If you need to count unique k-mers per sequence (read/chromosome) it is not currently natively supported (it was, but it seems there are no use cases, so we dropped it for simplicity). Currently adding it is not easy (but probably doable, yet requiring some work). I may suggest some workarounds, but probably not very efficient (it may not be relevant to you depending on the time required to perform other steps of your pipeline). If you need the workaround let me know. If everything is clear now, please close the issue.

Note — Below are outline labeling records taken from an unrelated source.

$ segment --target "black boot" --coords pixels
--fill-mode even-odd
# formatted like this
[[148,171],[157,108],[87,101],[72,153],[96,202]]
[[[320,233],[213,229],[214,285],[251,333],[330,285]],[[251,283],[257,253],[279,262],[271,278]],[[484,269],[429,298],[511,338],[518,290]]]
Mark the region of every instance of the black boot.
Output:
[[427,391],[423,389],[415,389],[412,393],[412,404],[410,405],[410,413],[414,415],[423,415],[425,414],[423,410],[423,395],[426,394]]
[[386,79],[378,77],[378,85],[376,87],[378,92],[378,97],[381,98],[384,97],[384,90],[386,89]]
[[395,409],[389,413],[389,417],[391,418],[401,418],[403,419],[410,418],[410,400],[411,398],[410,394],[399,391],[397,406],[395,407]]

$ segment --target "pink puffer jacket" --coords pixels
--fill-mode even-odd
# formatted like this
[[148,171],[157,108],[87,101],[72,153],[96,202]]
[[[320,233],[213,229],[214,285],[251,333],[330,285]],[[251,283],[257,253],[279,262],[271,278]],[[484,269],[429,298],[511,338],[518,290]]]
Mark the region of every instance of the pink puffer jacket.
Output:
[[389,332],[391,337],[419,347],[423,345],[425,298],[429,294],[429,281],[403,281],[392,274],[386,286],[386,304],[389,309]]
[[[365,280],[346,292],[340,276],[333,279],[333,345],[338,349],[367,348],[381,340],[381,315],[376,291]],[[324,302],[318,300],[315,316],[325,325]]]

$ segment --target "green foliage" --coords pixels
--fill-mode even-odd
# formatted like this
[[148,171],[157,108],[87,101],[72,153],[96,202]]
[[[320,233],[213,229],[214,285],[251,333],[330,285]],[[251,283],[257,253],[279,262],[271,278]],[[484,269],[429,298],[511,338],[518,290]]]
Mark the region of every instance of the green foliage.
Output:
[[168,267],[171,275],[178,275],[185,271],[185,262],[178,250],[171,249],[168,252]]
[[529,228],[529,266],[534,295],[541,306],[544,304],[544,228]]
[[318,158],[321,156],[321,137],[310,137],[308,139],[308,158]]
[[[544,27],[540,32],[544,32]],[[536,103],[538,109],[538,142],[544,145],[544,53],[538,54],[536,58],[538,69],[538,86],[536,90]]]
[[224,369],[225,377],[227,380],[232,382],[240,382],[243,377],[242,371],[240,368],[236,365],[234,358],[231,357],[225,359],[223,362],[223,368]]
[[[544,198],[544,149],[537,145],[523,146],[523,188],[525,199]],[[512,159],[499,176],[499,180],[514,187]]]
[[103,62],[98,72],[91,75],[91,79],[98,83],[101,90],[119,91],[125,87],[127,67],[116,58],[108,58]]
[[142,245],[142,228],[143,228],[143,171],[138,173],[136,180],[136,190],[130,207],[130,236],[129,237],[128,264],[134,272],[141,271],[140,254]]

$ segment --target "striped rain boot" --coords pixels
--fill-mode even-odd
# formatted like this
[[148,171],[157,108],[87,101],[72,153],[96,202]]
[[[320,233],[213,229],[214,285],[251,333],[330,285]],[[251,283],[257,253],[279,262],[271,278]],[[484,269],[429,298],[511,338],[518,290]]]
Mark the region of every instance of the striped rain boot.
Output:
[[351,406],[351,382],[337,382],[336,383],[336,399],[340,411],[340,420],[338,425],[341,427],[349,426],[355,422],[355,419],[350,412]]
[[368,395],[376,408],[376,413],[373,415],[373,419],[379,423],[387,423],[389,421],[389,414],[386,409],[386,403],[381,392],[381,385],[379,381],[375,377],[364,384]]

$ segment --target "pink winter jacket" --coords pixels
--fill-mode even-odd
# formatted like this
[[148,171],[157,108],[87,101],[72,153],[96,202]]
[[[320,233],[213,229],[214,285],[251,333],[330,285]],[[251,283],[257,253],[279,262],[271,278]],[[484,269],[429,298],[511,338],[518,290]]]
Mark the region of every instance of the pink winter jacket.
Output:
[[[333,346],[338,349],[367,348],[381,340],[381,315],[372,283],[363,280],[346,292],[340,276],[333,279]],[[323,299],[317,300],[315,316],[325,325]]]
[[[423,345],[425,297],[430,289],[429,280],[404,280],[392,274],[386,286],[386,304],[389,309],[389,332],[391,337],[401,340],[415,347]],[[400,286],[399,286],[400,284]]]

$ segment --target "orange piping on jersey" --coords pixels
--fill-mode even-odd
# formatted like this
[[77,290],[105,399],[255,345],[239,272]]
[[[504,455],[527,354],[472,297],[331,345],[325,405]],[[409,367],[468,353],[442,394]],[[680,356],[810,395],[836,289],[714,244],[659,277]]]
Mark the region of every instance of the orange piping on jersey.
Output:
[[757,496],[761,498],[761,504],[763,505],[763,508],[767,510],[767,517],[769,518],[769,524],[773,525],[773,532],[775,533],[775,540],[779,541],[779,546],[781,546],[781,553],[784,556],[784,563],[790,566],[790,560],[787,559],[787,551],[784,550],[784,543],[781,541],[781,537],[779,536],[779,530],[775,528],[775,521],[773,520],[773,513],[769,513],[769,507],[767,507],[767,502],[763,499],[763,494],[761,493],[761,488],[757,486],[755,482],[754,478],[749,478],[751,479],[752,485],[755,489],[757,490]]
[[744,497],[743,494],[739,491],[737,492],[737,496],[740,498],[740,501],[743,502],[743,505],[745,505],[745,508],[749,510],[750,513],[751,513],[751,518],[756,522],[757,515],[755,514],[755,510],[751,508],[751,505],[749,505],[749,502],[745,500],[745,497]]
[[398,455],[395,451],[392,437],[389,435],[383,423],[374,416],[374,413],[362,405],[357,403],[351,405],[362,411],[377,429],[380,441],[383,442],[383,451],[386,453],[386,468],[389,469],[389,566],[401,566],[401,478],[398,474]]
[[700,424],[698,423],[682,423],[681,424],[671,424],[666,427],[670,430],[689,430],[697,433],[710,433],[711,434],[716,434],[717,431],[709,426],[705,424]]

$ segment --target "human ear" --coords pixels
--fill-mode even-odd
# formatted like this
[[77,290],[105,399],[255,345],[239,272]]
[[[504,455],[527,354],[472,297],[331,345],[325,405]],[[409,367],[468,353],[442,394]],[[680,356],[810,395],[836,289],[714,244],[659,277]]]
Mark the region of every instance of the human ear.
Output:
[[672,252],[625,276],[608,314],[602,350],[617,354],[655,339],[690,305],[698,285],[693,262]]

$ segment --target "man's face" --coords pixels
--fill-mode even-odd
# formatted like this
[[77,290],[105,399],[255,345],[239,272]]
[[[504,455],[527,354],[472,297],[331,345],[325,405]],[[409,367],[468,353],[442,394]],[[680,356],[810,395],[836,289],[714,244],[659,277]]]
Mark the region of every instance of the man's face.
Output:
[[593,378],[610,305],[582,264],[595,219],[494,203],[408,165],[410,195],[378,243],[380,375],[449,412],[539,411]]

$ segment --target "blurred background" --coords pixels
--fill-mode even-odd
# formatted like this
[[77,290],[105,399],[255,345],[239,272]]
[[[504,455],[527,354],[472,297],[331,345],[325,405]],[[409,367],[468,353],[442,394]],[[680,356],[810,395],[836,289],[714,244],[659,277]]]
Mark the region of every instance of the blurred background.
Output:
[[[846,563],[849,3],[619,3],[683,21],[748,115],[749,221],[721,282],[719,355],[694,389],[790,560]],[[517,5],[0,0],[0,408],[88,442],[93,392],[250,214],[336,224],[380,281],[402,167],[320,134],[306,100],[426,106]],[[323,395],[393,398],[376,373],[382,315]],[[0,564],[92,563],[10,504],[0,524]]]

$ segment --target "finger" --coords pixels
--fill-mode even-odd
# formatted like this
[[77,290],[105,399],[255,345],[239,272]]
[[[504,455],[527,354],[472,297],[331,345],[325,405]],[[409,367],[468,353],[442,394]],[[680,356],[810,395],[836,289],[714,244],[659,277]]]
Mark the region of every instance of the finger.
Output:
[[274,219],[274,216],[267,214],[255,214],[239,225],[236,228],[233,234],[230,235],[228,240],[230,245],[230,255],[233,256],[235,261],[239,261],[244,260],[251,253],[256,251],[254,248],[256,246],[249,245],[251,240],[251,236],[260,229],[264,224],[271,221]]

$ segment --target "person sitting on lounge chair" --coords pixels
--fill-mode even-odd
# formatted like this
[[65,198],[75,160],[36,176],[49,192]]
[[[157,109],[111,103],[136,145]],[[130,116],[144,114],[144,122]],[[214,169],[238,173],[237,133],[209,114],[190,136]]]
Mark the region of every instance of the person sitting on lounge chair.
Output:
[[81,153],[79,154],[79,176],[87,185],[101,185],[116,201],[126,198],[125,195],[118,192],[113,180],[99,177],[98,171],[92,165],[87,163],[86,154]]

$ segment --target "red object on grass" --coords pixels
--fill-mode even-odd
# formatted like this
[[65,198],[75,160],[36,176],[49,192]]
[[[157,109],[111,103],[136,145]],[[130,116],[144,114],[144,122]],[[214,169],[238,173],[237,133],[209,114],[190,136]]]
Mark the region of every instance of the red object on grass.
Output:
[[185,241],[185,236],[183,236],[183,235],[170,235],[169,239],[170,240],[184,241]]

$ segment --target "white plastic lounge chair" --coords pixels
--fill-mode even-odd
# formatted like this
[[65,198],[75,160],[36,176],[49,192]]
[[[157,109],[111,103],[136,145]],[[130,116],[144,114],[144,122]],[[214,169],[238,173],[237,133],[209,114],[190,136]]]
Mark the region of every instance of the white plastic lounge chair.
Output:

It is very clear and thank you for taking the time to debug my script.
I'm trying to find kmer present twice in a genome assembly fasta file (using version kmc 3.1.1)
kmc -v -k23 -m60 -t4 -ci2 -cx2 -fm genome.fa double tmp kmc_dump double double.dump
This seems OK
head double.dump AAAAAAAAATGAATATTTATTTG 2 AAAAAAAATGAATATTTATTTGG 2 AAAAAAACACTTCGTCTTTGCGA 2 AAAAAAATGACGAAAACACTTCG 2 AAAAAACACTTCGTCTTTGCGAG 2 AAAAAACTGCGCATACTCCAACT 2 AAAAAAGTGATTGCGCAGTTCTT 2 AAAAAATGACGAAAACACTTCGG 2 AAAAAATTTACTAAAATATTCAT 2 AAAAACACTTCGTCTTTGCGAGT 2
NB. all counts are = 2
But when I check for the kmer presence (and reverse presence) in the genome (using grep on a tabulated genome file = one sequence per line)
AAAAAAAAATGAATATTTATTTG 1 CAAATAAATATTCATTTTTTTTT 1 AAAAAAAATGAATATTTATTTGG 1 CCAAATAAATATTCATTTTTTTT 1 AAAAAAACACTTCGTCTTTGCGA 1 TCGCAAAGACGAAGTGTTTTTTT 1 AAAAAAATGACGAAAACACTTCG 1 CGAAGTGTTTTCGTCATTTTTTT 1 AAAAAACACTTCGTCTTTGCGAG 1 CTCGCAAAGACGAAGTGTTTTTT 1 AAAAAACTGCGCATACTCCAACT 0 AGTTGGAGTATGCGCAGTTTTTT 2 AAAAAAGTGATTGCGCAGTTCTT 1 AAGAACTGCGCAATCACTTTTTT 0 AAAAAATGACGAAAACACTTCGG 1 CCGAAGTGTTTTCGTCATTTTTT 1 AAAAAATTTACTAAAATATTCAT 1 ATGAATATTTTAGTAAATTTTTT 1 AAAAACACTTCGTCTTTGCGAGT 1 ACTCGCAAAGACGAAGTGTTTTT 1
I have some inconsistencies such as : AAAAAAGTGATTGCGCAGTTCTT 1 AAGAACTGCGCAATCACTTTTTT 0
For the first 101 kmers, I get the following counts 1 0 20 1 80 2
Why are some kmers not a the awaited count?